Yournotify Security & Risk Analysis

The "yournotify" plugin v2.1.7 presents a mixed security posture. On the positive side, it demonstrates good practices by utilizing prepared statements for all SQL queries, a high percentage of properly escaped output, and a lack of dangerous functions, file operations, or bundled libraries. The vulnerability history is also clean, indicating a generally well-maintained plugin. However, there are significant concerns regarding the attack surface, particularly the presence of multiple unprotected entry points.

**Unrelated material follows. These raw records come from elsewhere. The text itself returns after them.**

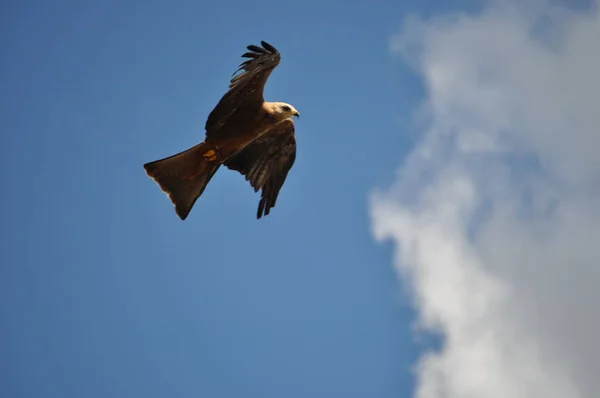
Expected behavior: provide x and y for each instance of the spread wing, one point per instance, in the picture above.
(266, 162)
(246, 88)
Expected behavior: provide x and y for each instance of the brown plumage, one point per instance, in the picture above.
(243, 132)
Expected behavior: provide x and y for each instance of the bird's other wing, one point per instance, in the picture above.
(246, 88)
(266, 162)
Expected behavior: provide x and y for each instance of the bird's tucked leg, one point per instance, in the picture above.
(210, 155)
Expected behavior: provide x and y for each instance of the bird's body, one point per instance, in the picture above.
(244, 133)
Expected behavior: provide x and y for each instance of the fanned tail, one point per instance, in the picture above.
(183, 176)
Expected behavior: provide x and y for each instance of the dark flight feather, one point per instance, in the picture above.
(266, 162)
(246, 88)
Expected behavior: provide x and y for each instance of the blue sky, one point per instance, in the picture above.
(104, 292)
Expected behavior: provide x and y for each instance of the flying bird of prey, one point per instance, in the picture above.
(243, 132)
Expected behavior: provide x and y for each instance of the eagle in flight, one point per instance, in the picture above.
(243, 132)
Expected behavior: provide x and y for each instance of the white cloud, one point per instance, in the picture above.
(496, 212)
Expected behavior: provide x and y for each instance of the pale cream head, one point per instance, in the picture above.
(282, 110)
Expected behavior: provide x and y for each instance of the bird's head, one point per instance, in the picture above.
(285, 110)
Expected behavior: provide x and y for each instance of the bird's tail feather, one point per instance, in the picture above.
(183, 176)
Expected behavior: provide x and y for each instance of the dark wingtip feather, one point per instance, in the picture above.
(256, 49)
(269, 47)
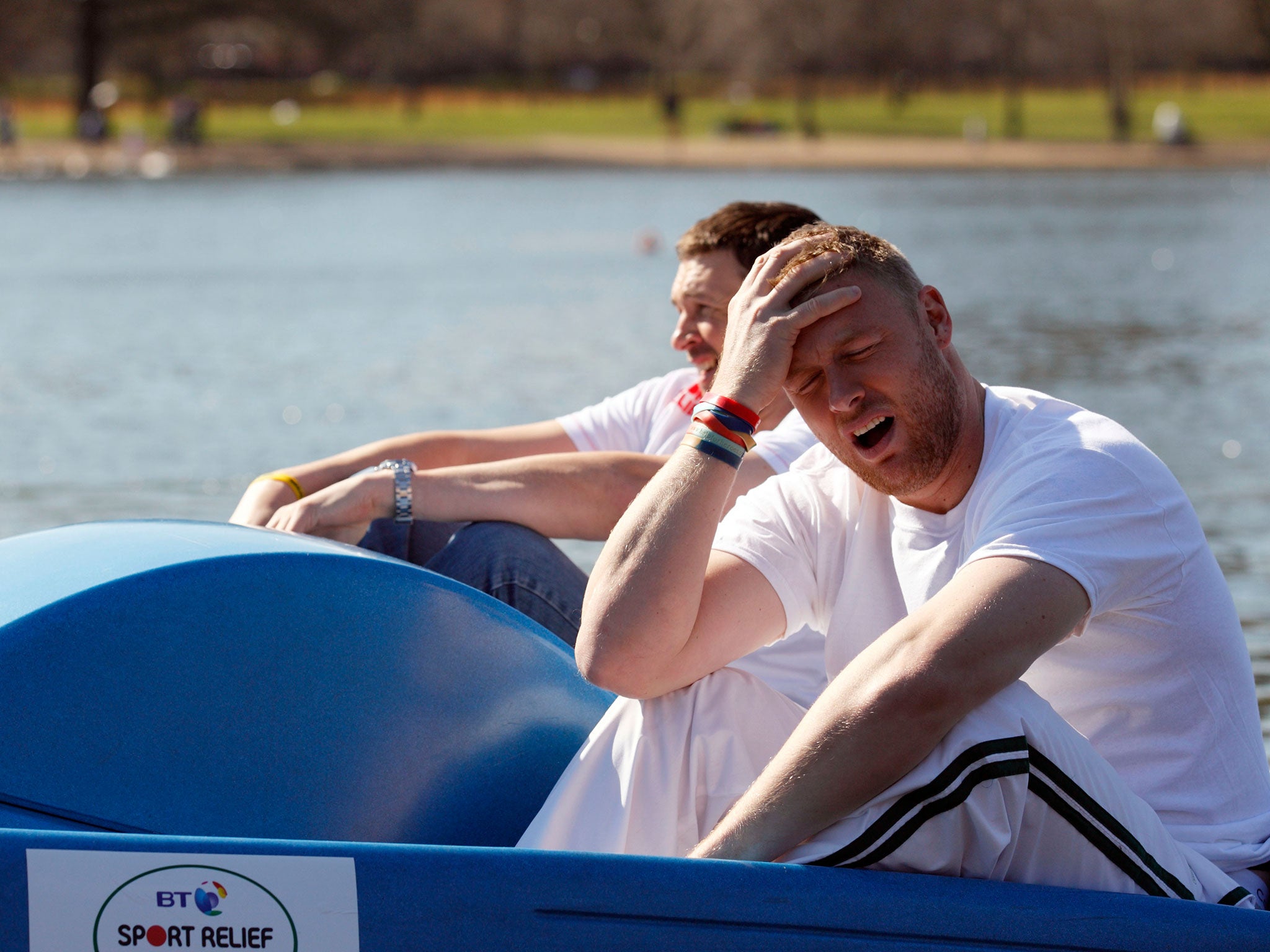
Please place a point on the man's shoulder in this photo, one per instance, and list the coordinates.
(1037, 437)
(1026, 421)
(666, 389)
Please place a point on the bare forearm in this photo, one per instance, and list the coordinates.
(429, 451)
(644, 592)
(562, 495)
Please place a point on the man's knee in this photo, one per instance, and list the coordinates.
(487, 547)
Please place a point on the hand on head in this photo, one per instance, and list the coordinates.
(763, 320)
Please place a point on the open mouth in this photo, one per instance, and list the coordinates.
(871, 433)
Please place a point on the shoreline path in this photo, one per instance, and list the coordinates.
(56, 159)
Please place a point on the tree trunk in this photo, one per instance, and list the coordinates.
(804, 107)
(1119, 90)
(1261, 18)
(88, 55)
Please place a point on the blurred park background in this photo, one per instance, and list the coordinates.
(445, 71)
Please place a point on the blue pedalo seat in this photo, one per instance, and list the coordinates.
(206, 679)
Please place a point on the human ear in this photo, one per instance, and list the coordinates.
(935, 315)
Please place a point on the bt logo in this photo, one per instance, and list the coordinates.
(207, 896)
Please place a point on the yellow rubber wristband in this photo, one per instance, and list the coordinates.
(283, 478)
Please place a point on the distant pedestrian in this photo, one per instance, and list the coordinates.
(92, 126)
(8, 127)
(186, 128)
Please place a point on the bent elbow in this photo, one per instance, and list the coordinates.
(613, 672)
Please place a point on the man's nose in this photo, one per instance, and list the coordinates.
(846, 392)
(685, 333)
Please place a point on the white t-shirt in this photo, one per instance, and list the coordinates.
(652, 418)
(1157, 676)
(653, 415)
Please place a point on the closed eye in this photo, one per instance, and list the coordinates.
(859, 353)
(807, 382)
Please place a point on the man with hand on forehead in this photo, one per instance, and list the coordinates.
(571, 478)
(1037, 672)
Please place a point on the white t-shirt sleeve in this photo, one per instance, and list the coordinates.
(794, 536)
(619, 423)
(1088, 513)
(781, 446)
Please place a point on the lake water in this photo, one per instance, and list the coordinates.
(162, 342)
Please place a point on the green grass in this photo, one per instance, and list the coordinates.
(1215, 112)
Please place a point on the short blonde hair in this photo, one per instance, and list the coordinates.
(864, 252)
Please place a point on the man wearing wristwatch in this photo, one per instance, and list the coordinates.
(569, 478)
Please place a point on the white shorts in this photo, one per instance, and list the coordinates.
(1013, 792)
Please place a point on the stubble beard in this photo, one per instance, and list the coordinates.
(931, 415)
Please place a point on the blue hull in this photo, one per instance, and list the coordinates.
(201, 689)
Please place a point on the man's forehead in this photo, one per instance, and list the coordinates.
(708, 276)
(845, 325)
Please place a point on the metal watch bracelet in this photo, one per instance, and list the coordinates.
(403, 491)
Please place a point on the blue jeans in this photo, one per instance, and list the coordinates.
(513, 564)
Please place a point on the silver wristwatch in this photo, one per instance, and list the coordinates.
(403, 494)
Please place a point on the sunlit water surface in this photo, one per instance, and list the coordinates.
(163, 342)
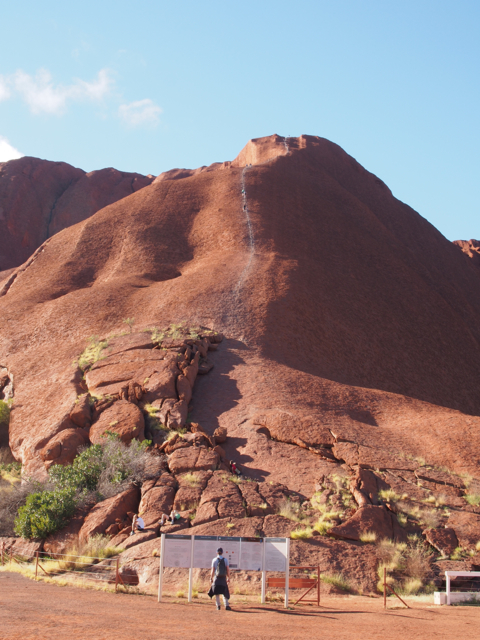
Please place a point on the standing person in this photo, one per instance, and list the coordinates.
(220, 576)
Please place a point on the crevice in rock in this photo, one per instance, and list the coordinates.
(8, 285)
(50, 215)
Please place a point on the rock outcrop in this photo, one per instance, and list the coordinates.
(348, 380)
(39, 198)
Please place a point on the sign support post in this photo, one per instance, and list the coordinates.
(264, 574)
(160, 575)
(287, 573)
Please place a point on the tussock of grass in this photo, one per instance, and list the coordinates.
(337, 580)
(286, 509)
(411, 586)
(301, 534)
(368, 537)
(191, 479)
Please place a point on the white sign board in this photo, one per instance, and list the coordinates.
(251, 554)
(231, 550)
(204, 551)
(276, 554)
(177, 551)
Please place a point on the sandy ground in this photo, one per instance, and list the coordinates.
(30, 610)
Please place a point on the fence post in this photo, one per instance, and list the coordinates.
(160, 573)
(190, 572)
(264, 576)
(384, 587)
(318, 585)
(287, 573)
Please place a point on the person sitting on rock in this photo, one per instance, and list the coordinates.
(137, 524)
(174, 515)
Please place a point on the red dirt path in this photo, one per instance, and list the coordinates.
(34, 611)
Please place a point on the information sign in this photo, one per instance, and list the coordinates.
(177, 551)
(251, 554)
(276, 554)
(204, 551)
(231, 550)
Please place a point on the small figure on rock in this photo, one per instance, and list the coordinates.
(234, 469)
(220, 577)
(174, 515)
(137, 524)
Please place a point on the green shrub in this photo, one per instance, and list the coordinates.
(92, 353)
(4, 412)
(83, 474)
(45, 513)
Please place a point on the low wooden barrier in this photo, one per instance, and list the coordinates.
(303, 582)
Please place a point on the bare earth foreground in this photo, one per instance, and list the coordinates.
(33, 611)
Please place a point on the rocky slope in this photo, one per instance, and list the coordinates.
(38, 198)
(350, 364)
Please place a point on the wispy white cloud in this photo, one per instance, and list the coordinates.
(7, 152)
(43, 96)
(4, 90)
(141, 112)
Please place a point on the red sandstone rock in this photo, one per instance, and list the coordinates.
(467, 528)
(124, 419)
(313, 329)
(81, 413)
(444, 540)
(66, 538)
(105, 513)
(63, 447)
(368, 519)
(38, 198)
(220, 435)
(157, 500)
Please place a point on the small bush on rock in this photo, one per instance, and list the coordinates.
(45, 513)
(92, 353)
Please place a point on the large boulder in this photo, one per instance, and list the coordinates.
(444, 540)
(466, 526)
(63, 447)
(190, 489)
(122, 418)
(157, 498)
(370, 519)
(193, 459)
(63, 540)
(107, 512)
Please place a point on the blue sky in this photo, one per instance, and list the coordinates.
(155, 85)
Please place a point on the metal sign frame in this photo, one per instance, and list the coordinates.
(219, 539)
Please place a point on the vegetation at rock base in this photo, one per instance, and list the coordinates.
(97, 473)
(5, 411)
(337, 580)
(407, 565)
(44, 513)
(92, 352)
(301, 534)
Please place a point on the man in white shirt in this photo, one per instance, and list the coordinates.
(220, 576)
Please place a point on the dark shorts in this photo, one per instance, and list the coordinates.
(219, 588)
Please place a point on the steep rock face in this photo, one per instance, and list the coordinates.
(351, 323)
(39, 198)
(471, 248)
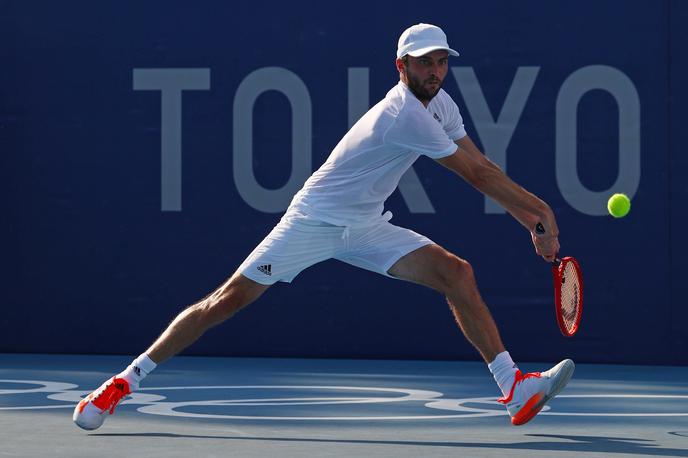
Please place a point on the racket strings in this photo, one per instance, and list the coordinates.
(570, 296)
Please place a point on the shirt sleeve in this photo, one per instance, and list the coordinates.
(453, 124)
(416, 130)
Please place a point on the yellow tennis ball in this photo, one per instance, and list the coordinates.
(619, 205)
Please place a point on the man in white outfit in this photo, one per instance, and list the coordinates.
(339, 214)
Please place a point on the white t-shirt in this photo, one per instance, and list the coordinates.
(350, 188)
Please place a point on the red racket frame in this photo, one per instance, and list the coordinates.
(558, 267)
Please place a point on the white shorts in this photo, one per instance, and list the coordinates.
(299, 241)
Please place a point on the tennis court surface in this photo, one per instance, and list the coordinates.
(293, 407)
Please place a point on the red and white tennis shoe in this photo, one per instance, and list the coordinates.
(530, 392)
(91, 411)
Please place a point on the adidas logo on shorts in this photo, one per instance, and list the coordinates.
(266, 269)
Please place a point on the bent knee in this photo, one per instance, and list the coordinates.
(456, 273)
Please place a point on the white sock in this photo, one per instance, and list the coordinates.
(137, 371)
(503, 369)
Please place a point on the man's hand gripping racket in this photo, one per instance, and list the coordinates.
(568, 290)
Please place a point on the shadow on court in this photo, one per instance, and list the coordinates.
(586, 444)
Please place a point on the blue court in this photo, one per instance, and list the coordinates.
(297, 407)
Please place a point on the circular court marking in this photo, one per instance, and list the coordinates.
(156, 404)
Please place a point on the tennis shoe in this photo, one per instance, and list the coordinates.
(92, 410)
(530, 392)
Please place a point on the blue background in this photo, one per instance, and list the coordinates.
(90, 263)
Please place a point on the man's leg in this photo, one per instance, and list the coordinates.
(524, 394)
(189, 325)
(435, 267)
(186, 328)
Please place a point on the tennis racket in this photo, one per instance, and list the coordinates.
(568, 294)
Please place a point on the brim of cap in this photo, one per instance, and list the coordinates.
(424, 51)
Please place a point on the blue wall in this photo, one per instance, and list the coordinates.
(101, 247)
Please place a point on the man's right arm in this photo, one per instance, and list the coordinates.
(476, 169)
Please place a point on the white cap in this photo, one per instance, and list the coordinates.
(421, 39)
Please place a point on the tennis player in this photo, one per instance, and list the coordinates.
(339, 214)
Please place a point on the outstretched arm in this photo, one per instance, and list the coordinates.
(483, 174)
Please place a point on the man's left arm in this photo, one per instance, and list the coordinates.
(483, 174)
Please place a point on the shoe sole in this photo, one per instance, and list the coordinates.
(561, 379)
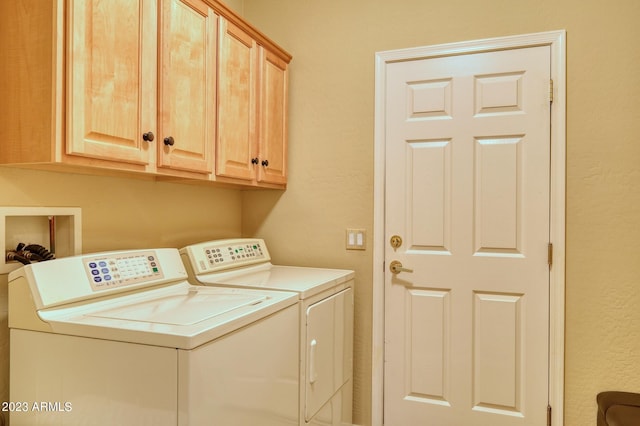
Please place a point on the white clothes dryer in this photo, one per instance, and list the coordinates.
(122, 338)
(326, 317)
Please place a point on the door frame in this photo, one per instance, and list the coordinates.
(557, 42)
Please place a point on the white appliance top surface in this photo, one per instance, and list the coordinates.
(179, 315)
(138, 296)
(305, 281)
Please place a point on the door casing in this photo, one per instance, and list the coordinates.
(557, 42)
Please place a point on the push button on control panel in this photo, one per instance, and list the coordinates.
(122, 270)
(233, 255)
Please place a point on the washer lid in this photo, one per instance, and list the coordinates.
(178, 316)
(181, 309)
(302, 280)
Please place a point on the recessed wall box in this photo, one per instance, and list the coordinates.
(59, 229)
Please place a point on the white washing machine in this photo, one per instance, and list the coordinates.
(122, 338)
(326, 317)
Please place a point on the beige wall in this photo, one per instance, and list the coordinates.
(331, 158)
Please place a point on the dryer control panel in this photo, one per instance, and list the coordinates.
(218, 255)
(122, 269)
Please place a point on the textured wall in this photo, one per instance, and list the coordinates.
(119, 213)
(331, 150)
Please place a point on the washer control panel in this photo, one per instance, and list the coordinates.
(122, 269)
(225, 254)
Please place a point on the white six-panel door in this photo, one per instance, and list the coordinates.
(467, 190)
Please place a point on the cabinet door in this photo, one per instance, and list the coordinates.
(273, 119)
(188, 85)
(111, 79)
(237, 85)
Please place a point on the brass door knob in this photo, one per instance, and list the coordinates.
(396, 267)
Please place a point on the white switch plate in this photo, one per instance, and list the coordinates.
(356, 239)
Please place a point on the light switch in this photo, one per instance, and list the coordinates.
(356, 239)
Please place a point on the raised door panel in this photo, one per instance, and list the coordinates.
(111, 79)
(273, 120)
(237, 86)
(188, 86)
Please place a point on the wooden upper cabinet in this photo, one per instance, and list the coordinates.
(252, 109)
(272, 117)
(165, 88)
(111, 79)
(186, 133)
(237, 103)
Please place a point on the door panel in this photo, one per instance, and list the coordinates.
(188, 85)
(237, 106)
(111, 46)
(467, 188)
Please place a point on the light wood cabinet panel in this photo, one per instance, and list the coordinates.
(111, 76)
(237, 103)
(96, 86)
(272, 142)
(188, 86)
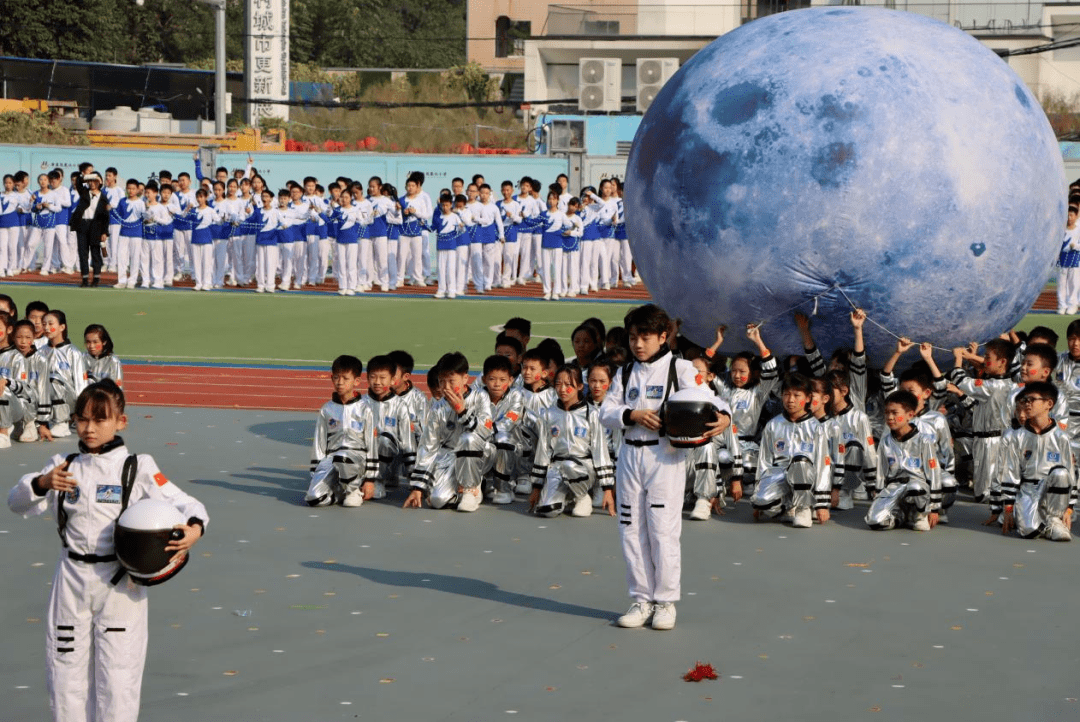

Specifically, the analysis reveals 10 AJAX handlers with 5 lacking authentication checks and 8 REST API routes with 1 missing permission callbacks. While no critical or high-severity taint flows were identified, the "flows with unsanitized paths" are a concern as they could potentially lead to vulnerabilities if exploited, even if not immediately critical. The lack of nonce checks on some AJAX handlers is a common oversight that can be exploited for cross-site request forgery (CSRF) attacks. The vulnerability history, while currently empty, does not guarantee future security, and the identified unprotected entry points remain a primary risk.

In conclusion, "yournotify" v2.1.7 has strengths in its code hygiene for database interactions and output handling. However, the substantial number of unprotected AJAX handlers and REST API routes presents a significant risk. Developers should prioritize implementing proper authentication and permission checks on all exposed endpoints to mitigate potential exploits. The identified unsanitized paths also warrant investigation and remediation.